Derde antwoord van Job aan Elifaz
Job wil zich bij God verdedigen
1Toen zei Job tegen Elifaz:
2‘Toch blijf ik klagen, ik blijf me verzetten.
Het kost me veel moeite om rustig te blijven.
3Als ik wist waar ik God kon vinden,
dan zou ik naar hem toe gaan.
4Ik zou hem uitleggen dat ik onschuldig ben,
ik heb daar genoeg bewijzen voor.
5Ik zou zijn antwoord willen horen,
ik zou hem goed willen begrijpen.
6God is veel sterker dan ik,
maar hij zou niet tegen mij vechten.
Nee, hij zou goed naar me luisteren.
7Kon ik me maar verdedigen bij God.
Dan zou hij zien dat ik onschuldig ben,
want ik ben altijd eerlijk geweest.
Job kan God nergens vinden
8Maar ik kan God nergens vinden.
Niet in het oosten en niet in het westen,
9niet in het noorden en niet in het zuiden.
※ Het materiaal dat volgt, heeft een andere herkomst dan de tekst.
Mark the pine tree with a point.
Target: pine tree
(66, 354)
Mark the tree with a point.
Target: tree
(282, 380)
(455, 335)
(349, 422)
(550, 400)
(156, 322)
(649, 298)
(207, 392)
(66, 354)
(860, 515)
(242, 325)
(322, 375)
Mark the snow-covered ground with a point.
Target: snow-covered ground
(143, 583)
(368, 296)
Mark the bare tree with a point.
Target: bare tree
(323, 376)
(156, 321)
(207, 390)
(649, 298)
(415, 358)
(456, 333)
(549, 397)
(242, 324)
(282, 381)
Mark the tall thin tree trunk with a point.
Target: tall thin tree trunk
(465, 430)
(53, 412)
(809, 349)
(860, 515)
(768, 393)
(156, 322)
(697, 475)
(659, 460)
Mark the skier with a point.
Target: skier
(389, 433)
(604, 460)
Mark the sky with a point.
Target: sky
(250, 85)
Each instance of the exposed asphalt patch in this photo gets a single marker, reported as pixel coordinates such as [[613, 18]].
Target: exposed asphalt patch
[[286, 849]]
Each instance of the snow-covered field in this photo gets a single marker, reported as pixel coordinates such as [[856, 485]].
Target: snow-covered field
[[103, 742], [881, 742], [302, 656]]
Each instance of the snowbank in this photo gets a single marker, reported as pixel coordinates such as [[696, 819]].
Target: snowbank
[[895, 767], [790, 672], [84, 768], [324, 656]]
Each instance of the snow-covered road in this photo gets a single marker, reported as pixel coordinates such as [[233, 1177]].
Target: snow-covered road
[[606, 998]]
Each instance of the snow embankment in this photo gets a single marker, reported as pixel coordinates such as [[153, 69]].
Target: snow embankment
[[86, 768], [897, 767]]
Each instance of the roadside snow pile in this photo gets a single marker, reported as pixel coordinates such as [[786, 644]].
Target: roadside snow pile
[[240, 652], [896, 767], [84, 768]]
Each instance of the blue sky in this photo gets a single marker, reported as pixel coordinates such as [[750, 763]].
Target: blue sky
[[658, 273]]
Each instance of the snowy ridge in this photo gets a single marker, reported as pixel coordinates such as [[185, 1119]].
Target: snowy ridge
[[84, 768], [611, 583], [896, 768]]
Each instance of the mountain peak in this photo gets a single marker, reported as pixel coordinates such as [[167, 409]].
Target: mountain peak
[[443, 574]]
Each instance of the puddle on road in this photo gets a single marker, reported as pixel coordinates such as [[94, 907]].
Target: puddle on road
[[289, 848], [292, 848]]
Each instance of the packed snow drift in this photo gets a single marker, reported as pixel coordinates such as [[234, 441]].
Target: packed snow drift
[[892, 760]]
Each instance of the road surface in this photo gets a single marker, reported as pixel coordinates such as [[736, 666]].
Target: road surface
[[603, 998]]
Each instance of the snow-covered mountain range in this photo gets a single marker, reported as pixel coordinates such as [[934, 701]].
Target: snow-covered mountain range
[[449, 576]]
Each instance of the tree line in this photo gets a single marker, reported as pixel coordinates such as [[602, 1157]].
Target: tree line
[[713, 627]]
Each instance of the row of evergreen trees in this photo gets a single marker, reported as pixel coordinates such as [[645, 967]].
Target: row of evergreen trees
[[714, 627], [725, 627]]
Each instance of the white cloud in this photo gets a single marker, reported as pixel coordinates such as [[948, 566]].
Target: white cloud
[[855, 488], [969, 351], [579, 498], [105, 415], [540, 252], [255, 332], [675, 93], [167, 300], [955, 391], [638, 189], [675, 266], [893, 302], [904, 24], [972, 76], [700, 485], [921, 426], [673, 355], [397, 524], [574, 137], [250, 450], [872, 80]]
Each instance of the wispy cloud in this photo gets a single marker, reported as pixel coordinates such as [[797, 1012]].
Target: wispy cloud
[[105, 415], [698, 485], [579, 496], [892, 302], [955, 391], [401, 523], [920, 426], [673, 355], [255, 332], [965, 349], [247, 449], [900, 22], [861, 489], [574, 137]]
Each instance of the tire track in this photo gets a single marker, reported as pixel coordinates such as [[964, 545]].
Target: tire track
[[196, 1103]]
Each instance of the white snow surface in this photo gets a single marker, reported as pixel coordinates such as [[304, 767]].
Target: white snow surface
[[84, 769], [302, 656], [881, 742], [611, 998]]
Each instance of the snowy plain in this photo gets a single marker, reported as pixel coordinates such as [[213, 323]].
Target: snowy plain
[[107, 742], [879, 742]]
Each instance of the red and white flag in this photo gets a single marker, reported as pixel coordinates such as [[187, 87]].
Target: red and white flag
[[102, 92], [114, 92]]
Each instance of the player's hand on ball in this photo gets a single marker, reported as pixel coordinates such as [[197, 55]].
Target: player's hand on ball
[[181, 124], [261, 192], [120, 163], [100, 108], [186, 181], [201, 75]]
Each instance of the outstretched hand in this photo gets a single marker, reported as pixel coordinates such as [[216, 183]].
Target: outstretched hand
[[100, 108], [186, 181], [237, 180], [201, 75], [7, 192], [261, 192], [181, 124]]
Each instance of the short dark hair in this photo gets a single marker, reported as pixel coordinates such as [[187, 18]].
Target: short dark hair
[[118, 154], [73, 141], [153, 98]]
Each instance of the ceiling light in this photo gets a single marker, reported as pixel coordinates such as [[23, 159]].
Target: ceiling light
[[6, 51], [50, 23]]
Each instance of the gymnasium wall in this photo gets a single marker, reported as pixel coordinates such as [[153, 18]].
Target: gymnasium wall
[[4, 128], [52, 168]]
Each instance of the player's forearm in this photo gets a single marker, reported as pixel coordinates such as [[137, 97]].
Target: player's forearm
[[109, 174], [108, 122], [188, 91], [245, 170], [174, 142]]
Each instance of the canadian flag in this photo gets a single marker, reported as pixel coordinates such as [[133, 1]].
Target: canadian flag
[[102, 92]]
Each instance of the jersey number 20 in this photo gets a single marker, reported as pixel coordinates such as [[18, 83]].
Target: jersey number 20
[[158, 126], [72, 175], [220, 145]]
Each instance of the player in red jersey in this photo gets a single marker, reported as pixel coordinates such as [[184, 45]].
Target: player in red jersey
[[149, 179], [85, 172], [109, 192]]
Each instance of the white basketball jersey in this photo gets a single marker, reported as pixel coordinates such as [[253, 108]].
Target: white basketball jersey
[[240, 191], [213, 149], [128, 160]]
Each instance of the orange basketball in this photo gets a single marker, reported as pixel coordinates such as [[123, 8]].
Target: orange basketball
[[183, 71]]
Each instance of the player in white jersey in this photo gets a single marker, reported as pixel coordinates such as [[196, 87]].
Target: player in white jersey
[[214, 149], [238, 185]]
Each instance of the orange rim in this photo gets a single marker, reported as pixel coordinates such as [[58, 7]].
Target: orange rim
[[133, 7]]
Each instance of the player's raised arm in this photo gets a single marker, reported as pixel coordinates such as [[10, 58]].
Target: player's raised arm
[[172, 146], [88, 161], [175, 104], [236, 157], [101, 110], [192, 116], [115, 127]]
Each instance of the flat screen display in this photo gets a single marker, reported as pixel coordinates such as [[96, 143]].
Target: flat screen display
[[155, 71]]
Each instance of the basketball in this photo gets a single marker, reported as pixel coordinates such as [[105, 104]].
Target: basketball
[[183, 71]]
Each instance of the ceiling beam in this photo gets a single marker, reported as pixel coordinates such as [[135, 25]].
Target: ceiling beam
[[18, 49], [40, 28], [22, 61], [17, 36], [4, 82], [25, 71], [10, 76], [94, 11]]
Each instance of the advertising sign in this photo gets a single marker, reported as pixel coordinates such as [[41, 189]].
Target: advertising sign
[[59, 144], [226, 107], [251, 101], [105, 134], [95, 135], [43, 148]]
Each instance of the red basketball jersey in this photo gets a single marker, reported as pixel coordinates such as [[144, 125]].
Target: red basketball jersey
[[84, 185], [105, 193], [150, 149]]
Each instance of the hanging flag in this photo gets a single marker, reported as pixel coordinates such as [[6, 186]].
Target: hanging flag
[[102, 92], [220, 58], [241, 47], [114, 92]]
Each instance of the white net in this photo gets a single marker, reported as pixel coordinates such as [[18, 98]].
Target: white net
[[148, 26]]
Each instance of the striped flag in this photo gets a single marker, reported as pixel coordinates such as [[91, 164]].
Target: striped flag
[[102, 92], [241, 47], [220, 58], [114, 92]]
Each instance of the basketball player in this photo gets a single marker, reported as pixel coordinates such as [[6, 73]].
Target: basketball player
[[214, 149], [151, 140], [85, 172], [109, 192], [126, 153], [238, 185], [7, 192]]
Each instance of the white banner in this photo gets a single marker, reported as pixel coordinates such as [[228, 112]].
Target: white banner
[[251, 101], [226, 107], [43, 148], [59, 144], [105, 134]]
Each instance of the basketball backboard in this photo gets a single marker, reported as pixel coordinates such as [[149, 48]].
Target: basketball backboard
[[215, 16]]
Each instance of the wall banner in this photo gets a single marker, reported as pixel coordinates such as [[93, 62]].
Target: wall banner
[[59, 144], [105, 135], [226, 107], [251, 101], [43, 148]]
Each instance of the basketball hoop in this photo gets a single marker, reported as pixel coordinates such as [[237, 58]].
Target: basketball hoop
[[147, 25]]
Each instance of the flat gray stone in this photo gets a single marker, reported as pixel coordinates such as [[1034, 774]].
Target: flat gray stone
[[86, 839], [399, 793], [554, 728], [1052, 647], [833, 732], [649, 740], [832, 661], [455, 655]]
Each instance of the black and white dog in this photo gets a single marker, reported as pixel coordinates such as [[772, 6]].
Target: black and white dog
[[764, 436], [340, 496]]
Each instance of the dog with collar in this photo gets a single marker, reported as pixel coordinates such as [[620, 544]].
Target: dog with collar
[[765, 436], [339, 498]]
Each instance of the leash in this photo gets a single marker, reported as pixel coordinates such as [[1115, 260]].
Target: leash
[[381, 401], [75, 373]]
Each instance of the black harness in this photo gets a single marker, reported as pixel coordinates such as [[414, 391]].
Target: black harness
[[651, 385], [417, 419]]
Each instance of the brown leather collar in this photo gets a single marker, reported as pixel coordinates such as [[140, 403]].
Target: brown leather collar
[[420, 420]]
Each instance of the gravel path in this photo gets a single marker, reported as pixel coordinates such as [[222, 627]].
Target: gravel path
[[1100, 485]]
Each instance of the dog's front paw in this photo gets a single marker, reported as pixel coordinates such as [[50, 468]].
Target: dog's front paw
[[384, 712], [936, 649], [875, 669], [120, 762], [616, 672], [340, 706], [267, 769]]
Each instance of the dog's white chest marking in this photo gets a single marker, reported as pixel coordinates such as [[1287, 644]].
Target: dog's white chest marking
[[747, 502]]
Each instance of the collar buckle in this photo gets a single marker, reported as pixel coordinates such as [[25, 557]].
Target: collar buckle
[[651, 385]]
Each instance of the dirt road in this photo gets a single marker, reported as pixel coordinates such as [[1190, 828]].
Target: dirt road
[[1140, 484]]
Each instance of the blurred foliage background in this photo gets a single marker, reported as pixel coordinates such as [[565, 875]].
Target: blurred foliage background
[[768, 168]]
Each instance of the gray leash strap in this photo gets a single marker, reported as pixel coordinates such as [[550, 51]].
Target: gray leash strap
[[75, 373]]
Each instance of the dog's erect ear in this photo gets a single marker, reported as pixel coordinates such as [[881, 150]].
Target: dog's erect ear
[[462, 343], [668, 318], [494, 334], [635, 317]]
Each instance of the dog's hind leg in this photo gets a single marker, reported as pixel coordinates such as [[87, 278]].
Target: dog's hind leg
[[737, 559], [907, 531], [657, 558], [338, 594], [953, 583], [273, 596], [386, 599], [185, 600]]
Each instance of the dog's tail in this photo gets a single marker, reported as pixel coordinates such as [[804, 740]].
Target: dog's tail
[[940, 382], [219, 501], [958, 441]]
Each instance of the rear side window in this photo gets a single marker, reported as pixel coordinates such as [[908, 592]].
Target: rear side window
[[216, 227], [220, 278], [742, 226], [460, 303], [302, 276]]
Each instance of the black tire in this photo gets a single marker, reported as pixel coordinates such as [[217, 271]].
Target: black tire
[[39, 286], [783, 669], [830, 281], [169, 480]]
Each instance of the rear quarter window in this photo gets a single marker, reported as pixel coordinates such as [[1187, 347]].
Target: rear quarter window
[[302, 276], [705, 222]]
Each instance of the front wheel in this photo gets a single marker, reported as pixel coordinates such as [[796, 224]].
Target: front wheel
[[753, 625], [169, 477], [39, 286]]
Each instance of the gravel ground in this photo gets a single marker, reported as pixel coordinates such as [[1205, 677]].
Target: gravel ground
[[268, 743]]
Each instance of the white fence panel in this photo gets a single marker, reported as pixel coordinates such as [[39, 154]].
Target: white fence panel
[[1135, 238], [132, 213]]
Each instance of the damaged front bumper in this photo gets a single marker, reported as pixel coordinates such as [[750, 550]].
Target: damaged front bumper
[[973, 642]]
Ik zoek hem overal, maar ik vind hem niet.
10Maar God kent mij, hij weet hoe ik leef.
Als hij in mijn hart naar kwaad zou zoeken,
dan zou hij alleen goede dingen vinden.
11Ik heb altijd naar hem geluisterd,
ik heb altijd geleefd zoals hij het wil.
12Ik heb steeds precies gedaan wat hij zei,
ik heb zijn woorden in mijn hart bewaard.
Job is bang om God te ontmoeten
13-14Wat God over mij heeft beslist, dat gaat hij doen.
Niemand kan zijn besluiten veranderen.
Wat hij wil, dat gebeurt ook.
En hij heeft nog veel meer plannen.
15Daarom ben ik bang om hem te ontmoeten.
Als ik aan hem denk, dan beef ik van angst.
16De machtige God laat mij alle moed verliezen.
Als ik aan hem denk, raak ik in paniek.
17Voor de nacht ben ik niet bang,
het donker is voor mij niet het einde.
Nee, ik ben bang voor God!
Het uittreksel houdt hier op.